One week before the deadly earthquake in Nepal on 25 April, a group of 50 scientists met in the country's capital Kathmandu to discuss measures in case of an earthquake. Experts had been warning for years that Nepal was at serious risk, and authorities knew it too - they just didn't know where to start, although some progress was being made.

They ended up being too late, as a mainshock of 7.8 magnitude tore the country apart on April 25th, the worst earthquake to hit the country in 80 years. But with such a violent and unpredictable event, is there anything a country can do in terms of prevention?

Yes and no.

"Of course earthquakes cannot be prevented," renowned seismologist Lucy Jones tells Blasting News. "However, the damage can be reduced by building better buildings," she explains. In fact, their deadly effect is mostly man-controlled, as a big part of the deaths come from buildings collapsing, killing, and burying victims. Just one week before the disaster, Hari Ghi's group Geohazards International made a full update on a report from the 90's describing the risks at the Kathmandu Valley.

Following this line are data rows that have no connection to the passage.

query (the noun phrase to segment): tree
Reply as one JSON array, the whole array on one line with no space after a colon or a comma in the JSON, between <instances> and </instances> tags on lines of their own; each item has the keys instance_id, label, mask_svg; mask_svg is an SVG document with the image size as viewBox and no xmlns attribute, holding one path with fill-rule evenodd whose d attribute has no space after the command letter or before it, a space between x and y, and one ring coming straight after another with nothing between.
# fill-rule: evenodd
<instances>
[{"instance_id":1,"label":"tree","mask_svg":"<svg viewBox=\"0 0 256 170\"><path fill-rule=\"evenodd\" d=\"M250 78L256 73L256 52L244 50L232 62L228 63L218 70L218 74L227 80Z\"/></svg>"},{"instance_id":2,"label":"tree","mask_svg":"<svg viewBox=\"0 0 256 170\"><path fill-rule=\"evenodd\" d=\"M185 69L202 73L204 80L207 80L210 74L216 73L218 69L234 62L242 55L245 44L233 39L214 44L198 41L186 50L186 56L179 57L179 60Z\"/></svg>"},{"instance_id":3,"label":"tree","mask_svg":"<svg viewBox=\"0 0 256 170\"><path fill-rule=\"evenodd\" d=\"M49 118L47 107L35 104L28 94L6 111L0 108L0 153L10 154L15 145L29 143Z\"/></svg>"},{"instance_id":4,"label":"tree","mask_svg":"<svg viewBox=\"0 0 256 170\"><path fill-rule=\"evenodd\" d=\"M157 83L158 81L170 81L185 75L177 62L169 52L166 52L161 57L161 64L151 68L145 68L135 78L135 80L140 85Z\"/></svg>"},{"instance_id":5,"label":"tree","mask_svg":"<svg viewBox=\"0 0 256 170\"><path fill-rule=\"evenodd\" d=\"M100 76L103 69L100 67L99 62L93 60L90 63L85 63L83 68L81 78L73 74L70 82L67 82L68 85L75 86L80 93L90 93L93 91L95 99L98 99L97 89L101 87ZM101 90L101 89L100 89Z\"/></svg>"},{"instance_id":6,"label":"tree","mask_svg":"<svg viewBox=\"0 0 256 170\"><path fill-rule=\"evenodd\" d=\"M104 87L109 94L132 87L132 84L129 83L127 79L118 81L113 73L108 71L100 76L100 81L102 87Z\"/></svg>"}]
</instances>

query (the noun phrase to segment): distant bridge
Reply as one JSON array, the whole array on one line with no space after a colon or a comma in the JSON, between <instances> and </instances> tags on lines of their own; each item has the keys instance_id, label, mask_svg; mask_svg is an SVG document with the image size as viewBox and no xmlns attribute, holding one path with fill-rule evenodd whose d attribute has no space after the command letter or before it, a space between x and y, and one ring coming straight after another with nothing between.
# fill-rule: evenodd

Among the worst, the rampant construction of homes and infrastructures with no earthquake-related security and the high concentration of population in danger zones were highlighted.

The region is known for its seismic activity, and Nepal alone suffered four major earthquakes in the past 200 years before being struck again in 2015. Worst even, a major quake might happen again, and Dr. Jones warns more aftershocks are expected to come.